School years are typically filled with chances for students to share their talents with friends and family, whether it’s displaying their artwork or performing in concerts or plays.

However, for the past year, those opportunities have been few and far between.

“It feels like something’s missing,” said Amanda Magnetta Ottati, the owner of Bear and Bird Boutique and Gallery in Schenectady. Her daughter, Rosemary, is a fifth-grade student in the Niskayuna School District and has had many extracurricular activities canceled due to the pandemic.

It’s part of why Magnetta Ottati decided to host an art show at Bear and Bird focused solely on student artwork. Called “My Little Eye,” it includes paintings, digital drawings and more from students ages 16 and younger.

“I wanted them to have a chance to have this as a positive memory for this time because it’s cool to see your artwork on the wall and to bring your grandmother to see it and just have it be appreciated,” Magnetta Ottati said.

That’s certainly true for Ranna Payamfar, a student at Woodland Hill Montessori School.

For the show, the 12-year-old artist submitted a cheerful digital drawing called “The Girl and the Llama.”

“I think it was probably a new age of art for me, and it definitely made me a little more confident in my digital art,” Payamfar said.

She was inspired by trips that she’d taken with friends to farms that had llamas. “When I was designing this art piece, I was thinking about some times when me and my closest friends, Lucy and Ally, had spent time together without the bizarre masks covering half of our faces . . . These two memories were so fun to think about, that it was so much fun to draw,” Payamfar said.

Having her work up at Bear and Bird has been nothing short of an honor for Payamfar, who said she was initially inspired to try digital art because her mother is a digital artist.

“She has inspired me so much in art that every time I draw something I think is the ugliest thing ever, she encourages me to make another one,” Payamfar said.

Another student, Sophia Dlugolecki (16), who previously attended Scotia-Glenville High School and is now home-schooled, took inspiration from classic cartoons for her painting “Hanna Barbera.”

“I got really interested in Hanna Barbera and I did my own research and then I just started painting them and felt good about it because they came out well,” Dlugolecki said.

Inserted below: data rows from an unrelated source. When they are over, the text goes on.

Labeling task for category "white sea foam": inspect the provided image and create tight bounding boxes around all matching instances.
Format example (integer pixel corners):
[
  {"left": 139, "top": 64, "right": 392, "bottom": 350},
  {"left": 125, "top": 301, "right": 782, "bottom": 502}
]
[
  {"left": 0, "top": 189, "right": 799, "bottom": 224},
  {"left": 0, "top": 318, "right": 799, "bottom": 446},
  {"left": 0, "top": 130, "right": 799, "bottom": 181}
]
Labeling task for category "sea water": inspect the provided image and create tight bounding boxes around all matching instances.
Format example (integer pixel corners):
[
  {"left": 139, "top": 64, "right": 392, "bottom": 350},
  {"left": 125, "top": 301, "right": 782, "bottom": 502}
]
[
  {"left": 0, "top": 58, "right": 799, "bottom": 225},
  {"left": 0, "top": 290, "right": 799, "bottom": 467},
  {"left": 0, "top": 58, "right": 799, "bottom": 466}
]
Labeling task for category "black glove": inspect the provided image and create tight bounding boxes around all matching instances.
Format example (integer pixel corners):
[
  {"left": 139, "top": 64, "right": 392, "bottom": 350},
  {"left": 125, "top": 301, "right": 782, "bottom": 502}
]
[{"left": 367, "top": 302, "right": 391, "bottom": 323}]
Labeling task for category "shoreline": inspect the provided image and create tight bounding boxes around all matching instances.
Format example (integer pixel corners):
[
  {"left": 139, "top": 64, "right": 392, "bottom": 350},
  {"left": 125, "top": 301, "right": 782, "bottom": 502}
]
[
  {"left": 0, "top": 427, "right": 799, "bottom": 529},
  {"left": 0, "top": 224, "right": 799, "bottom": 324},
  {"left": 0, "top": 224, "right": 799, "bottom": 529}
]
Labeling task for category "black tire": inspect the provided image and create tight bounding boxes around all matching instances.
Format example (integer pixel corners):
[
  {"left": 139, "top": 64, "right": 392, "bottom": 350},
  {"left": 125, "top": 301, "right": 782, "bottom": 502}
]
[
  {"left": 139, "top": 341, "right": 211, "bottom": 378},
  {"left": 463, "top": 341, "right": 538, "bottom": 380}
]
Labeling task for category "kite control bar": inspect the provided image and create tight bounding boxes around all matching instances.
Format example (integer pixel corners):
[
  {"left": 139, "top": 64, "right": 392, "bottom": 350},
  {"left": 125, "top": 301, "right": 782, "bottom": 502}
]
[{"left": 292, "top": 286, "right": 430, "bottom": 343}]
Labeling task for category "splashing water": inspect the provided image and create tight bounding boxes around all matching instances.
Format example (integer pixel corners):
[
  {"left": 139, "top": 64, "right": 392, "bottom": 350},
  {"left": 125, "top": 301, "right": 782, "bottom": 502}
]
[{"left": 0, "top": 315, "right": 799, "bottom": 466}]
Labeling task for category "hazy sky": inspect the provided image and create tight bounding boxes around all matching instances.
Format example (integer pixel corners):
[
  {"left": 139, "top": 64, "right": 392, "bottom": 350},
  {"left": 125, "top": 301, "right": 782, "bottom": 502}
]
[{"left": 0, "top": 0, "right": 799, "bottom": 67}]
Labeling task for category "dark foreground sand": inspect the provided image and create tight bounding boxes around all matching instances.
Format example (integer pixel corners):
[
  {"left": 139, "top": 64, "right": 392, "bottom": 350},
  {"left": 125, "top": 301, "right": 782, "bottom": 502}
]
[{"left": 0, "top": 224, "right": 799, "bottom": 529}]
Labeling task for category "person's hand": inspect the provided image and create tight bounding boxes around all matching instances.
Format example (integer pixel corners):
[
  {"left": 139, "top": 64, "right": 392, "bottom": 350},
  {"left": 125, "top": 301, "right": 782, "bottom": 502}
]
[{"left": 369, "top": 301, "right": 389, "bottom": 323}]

Her piece captures some of her favorite cartoon characters like Fred Flintstone and George Jetson. While sketching them would have been easier, Dlugolecki said she wanted to challenge herself and so for this piece, she decided to paint the characters instead.

It’s the first time she’s had her work featured in a commercial gallery space

“It’s exciting to have new people looking at it,” Dlugolecki said. She’s spent more time working on her art this year and says it’s definitely improved and been a positive outlet.

Niskayuna students and sisters Katherine (13) and Emma (10) Juras have also spent many hours during the pandemic drawing, though that’s not out of the ordinary for them.

“On almost every paper, especially paper in school, there will be one or more small little drawings,” said Emma.

For her piece in the show, called “Finona” she took inspiration from her favorite creatures: cats. Her drawing reflects a smirking feline with golden-yellow fur.

Katherine’s piece is a digital drawing of a smiling figure with fluffy brown hair. Titled “Benny,” it’s a different sort of style for the artist, who often creates unique characters. Before the pandemic, she was in the school’s art and anime clubs, though COVID-19 has put a damper on those.

“My Little Eye” has given Katherine, and the other students involved an opportunity to share their work. Some artists have brought their extended families to see the show and made it more of an event, going out to eat afterward.

“It’s a reason to get together,” Magenta Ottati said. “I think [students are] proud of having something hung where other people can see it.”